Step 3: Explore key symbols
→ search_symbols(query=".*Service$", symbol_type="class")
  ℹ️ Cost: ~400 tokens
  ℹ️ Finds: All service classes

Step 4: Deep dive on specific files
→ get_file_symbols(file_path="src/auth.py")
  ℹ️ Cost: ~200 tokens
  ℹ️ Lists: All functions/classes in that file

Debugging Workflow

Step 1: Find error handling
→ grep_code(pattern="raise \w+Error", context_lines=2, file_pattern="*.py")
  ℹ️ Shows: All error raises with context

Step 2: Find specific exception class
→ search_symbols(query="ValidationError", symbol_type="class")
  ℹ️ Shows: Exact definition location

Step 3: Find all usages
→ grep_code(pattern="ValidationError", file_pattern="*.py", max_results=50)
  ℹ️ Shows: Where it's used across codebase

Refactoring Workflow

Step 1: Find all references to old function
→ grep_code(pattern="old_function_name\(", max_results=100)
  ℹ️ Lists: All call sites

Step 2: Find the definition
→ search_symbols(query="old_function_name", symbol_type="function")
  ℹ️ Shows: Where it's defined

Step 3: Search for similar patterns
→ search_symbols(query="old_.*", use_regex=true)
  ℹ️ Finds: Related functions that might need updating

Code Review Workflow

Step 1: Find all TODOs
→ grep_code(pattern="TODO|FIXME", context_lines=1, max_results=50)

Step 2: Check for test coverage
→ search_symbols(query="test_.*", symbol_type="function", file_pattern="*test*.py")

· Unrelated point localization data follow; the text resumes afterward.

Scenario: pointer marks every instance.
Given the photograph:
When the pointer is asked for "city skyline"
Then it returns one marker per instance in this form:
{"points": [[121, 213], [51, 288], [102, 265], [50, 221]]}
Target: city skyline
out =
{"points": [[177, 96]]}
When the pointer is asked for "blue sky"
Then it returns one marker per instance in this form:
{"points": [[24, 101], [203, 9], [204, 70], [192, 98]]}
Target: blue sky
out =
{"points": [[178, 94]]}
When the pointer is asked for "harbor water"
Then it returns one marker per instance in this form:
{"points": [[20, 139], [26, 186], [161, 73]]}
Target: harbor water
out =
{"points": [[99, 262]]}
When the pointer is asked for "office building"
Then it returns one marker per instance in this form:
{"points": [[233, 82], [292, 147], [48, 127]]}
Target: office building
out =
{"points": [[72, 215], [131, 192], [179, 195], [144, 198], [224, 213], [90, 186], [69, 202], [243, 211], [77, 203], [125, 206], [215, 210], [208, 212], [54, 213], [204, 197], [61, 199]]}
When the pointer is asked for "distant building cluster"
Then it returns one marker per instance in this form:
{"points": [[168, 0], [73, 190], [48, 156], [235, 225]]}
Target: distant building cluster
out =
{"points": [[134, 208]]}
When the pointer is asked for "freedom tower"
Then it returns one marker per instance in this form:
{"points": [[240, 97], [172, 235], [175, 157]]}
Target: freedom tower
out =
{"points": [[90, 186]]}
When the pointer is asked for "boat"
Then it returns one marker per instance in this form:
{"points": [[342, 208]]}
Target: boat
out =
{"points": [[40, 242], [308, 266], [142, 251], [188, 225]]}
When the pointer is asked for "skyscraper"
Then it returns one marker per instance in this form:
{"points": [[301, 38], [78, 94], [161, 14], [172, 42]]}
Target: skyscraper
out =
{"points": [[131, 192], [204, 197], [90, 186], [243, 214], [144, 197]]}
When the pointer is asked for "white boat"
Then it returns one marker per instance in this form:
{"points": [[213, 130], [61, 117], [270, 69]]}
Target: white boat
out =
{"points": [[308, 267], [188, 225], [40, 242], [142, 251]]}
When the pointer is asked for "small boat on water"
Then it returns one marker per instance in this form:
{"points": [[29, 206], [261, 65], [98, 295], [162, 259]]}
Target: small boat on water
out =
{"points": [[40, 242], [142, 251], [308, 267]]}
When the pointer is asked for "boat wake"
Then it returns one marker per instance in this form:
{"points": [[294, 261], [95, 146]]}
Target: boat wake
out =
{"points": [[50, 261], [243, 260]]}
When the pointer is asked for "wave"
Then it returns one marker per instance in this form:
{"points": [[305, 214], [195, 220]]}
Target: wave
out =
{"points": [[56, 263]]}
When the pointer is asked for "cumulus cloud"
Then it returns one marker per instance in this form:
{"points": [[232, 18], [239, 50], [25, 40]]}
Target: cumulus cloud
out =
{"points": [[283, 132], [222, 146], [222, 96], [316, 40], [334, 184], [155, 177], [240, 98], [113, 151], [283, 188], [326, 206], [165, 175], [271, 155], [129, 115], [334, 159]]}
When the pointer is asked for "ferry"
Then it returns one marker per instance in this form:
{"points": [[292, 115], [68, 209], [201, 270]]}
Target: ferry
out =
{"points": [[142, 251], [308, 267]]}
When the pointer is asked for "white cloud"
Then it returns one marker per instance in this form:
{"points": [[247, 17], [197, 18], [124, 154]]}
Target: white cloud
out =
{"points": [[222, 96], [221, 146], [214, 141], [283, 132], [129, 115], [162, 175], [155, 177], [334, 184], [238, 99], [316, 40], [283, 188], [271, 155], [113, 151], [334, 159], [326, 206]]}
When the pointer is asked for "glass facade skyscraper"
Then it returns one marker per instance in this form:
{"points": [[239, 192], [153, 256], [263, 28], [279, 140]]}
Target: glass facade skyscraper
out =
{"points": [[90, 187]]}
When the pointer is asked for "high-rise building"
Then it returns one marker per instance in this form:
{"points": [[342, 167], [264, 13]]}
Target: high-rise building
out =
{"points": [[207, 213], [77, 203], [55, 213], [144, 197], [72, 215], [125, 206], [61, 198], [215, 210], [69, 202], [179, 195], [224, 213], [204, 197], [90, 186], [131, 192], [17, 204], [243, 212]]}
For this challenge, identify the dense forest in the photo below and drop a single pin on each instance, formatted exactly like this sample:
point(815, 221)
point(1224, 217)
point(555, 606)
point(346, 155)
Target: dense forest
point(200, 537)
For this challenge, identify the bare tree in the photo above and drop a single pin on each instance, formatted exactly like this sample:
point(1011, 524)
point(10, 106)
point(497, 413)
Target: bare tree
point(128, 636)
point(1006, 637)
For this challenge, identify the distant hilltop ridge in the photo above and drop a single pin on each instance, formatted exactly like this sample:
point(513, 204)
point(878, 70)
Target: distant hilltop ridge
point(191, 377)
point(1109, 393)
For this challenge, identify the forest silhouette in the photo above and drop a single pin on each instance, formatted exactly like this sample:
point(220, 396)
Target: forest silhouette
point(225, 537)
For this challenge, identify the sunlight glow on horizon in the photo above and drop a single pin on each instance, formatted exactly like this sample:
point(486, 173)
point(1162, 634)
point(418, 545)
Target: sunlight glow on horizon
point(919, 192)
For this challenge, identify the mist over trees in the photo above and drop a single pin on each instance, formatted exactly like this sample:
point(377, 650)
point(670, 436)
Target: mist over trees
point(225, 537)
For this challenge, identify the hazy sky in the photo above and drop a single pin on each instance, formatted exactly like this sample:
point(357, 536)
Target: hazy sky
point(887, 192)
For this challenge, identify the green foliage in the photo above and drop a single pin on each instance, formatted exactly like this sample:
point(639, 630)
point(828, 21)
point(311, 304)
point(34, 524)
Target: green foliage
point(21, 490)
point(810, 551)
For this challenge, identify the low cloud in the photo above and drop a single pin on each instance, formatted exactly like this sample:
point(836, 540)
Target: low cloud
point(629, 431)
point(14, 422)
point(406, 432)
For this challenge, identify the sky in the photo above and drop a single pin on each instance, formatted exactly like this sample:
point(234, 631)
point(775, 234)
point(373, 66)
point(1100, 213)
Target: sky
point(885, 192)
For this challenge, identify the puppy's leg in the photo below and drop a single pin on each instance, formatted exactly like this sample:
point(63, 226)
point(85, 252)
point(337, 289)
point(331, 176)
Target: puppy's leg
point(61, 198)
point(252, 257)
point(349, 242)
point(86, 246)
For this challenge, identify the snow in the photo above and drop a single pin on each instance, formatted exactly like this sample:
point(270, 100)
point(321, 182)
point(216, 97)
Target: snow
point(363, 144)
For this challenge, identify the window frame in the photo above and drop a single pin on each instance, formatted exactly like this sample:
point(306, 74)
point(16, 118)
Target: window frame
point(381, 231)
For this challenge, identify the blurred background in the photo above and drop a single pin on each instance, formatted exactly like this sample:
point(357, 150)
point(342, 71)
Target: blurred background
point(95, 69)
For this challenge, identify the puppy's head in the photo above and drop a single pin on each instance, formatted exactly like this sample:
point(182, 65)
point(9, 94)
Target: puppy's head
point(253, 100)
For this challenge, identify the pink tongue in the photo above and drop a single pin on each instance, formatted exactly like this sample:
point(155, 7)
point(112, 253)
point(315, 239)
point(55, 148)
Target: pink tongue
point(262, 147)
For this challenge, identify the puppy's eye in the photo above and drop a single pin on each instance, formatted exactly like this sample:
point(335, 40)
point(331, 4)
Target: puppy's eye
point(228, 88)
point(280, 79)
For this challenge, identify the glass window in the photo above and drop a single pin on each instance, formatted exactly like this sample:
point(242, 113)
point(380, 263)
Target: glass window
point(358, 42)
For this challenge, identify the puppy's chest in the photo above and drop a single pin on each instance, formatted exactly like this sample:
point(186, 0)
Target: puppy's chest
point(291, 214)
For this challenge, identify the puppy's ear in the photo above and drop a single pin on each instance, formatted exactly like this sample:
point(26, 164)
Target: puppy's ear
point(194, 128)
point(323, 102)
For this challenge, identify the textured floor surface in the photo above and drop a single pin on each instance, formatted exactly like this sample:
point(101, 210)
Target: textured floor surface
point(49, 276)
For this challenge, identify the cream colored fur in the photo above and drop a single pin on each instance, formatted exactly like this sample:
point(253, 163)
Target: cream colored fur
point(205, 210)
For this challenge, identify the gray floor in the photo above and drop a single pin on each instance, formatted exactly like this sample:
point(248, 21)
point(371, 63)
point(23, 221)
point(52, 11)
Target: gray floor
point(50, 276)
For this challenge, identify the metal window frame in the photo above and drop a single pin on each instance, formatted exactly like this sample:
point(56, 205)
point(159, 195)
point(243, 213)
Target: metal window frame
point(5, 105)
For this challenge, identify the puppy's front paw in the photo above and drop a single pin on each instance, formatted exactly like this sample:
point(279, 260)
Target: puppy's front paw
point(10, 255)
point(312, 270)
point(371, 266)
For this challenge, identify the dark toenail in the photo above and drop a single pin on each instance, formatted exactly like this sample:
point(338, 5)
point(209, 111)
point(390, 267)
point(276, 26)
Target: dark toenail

Step 3: Find security-sensitive functions
→ grep_code(pattern="password|secret|token", context_lines=2)

Anti-Patterns to Avoid

❌ Reading files before searching

# Bad: Wastes tokens
Read all files → Then search manually

# Good: Search first
search_symbols(query="target") → Get exact location → Read only that file

❌ Repeating searches

# Bad: Same search multiple times
search_symbols(query="User")
# ... later ...
search_symbols(query="User")  # Same query again!

# Good: Save results in conversation context
# Claude remembers previous search results

❌ Over-indexing

# Bad: Index everything including node_modules
index_codebase(path="/project")  # Contains node_modules!

# Good: Index only source code
index_codebase(path="/project/src")

❌ Ignoring symbol types

# Bad: Search everything
search_symbols(query="process")  # Returns functions, variables, classes...

# Good: Be specific
search_symbols(query="process", symbol_type="function")

Token Budget Guidelines

For a typical coding session with Peppy:

Activity	Token Budget	Frequency
Initial indexing	2,000-5,000	Once per project
Statistics check	200-500	1-2 times
Symbol searches	300-600 each	5-10 times
Grep searches	500-2,000 each	3-5 times
File symbol listing	200-400 each	2-4 times

Total session: ~10,000-15,000 tokens with Peppy Same session without Peppy: ~50,000-100,000 tokens

💰 Net savings: 70-85% fewer tokens per session

Pro Tips

Chain searches efficiently

# Use statistics to guide your searches
get_statistics() → See what exists → Search specifically

Combine with Claude's memory

# Claude remembers index results, so reference them later
"Earlier you found 5 User classes. Show me the one in auth.py"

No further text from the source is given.